Then Jesus was led by the Spirit into the wilderness to be tempted by the devil. After fasting forty days and forty nights, he was hungry. Matthew 4:1-2
Jesus greatest’ gift to the poor—spiritually and physically— was his own life. He was not only devoted to the will of the Father in life, but even in his death on the Cross for our rescue.
Jesus Christ crucified on the Cross —the greatest act of devotion to God ever known— was not accompanied with the praise and applause of onlooking people but rather mocking, scorn, insult, and public shame.
Performative spirituality could not save us, but true devotion did!
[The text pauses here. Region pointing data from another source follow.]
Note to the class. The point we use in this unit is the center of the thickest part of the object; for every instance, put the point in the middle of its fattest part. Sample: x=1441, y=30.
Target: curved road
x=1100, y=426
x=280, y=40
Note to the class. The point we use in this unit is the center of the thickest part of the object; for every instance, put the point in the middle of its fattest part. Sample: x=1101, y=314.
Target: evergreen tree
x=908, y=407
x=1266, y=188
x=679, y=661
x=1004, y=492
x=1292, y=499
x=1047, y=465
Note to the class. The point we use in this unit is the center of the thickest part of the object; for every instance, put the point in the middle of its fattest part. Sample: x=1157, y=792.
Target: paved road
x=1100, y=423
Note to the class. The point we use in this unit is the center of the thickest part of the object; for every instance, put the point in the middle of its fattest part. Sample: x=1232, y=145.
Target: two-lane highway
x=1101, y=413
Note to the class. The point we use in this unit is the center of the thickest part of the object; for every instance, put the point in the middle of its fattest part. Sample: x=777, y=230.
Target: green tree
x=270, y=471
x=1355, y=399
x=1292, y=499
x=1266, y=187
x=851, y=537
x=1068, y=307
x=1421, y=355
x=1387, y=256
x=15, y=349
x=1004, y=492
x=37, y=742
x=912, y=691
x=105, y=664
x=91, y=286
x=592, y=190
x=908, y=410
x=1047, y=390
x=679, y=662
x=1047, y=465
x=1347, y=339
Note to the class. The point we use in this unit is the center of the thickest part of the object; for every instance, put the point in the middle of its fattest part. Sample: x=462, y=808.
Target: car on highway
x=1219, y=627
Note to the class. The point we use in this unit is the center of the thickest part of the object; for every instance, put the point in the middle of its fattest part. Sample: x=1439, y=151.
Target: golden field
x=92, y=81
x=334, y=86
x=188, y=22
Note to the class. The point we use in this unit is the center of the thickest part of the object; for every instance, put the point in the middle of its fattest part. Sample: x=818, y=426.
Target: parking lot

But the story does not end there!
Jesus rises from the dead and reveals to his disciples that
All authority in heaven and on earth has been given to me. Therefore go and make disciples of all nations, baptizing them in the name of the Father and of the Son and of the Holy Spirit, and teaching them to obey everything I have commanded you. And surely I am with you always, to the very end of the age.
Matthew 28:18-20
Jesus is on a mission to free all human beings everywhere from captivity and bondage to the lie that our own self-exaltation is the greatest reward.
Exit, Stage Right..
Jesus wants us to walk off the stage of performative spirituality and move towards a better place— the sacred altar of devotion that has God as the highest aspiration.
From the stage to the altar.
Then I will go to the altar of God, to God, my greatest joy. I will praise You with the harp, O God, my God.
Psalm 43:4
It is there that we find true joy, true fulfillment, and yes— the honor we had been seeking all along!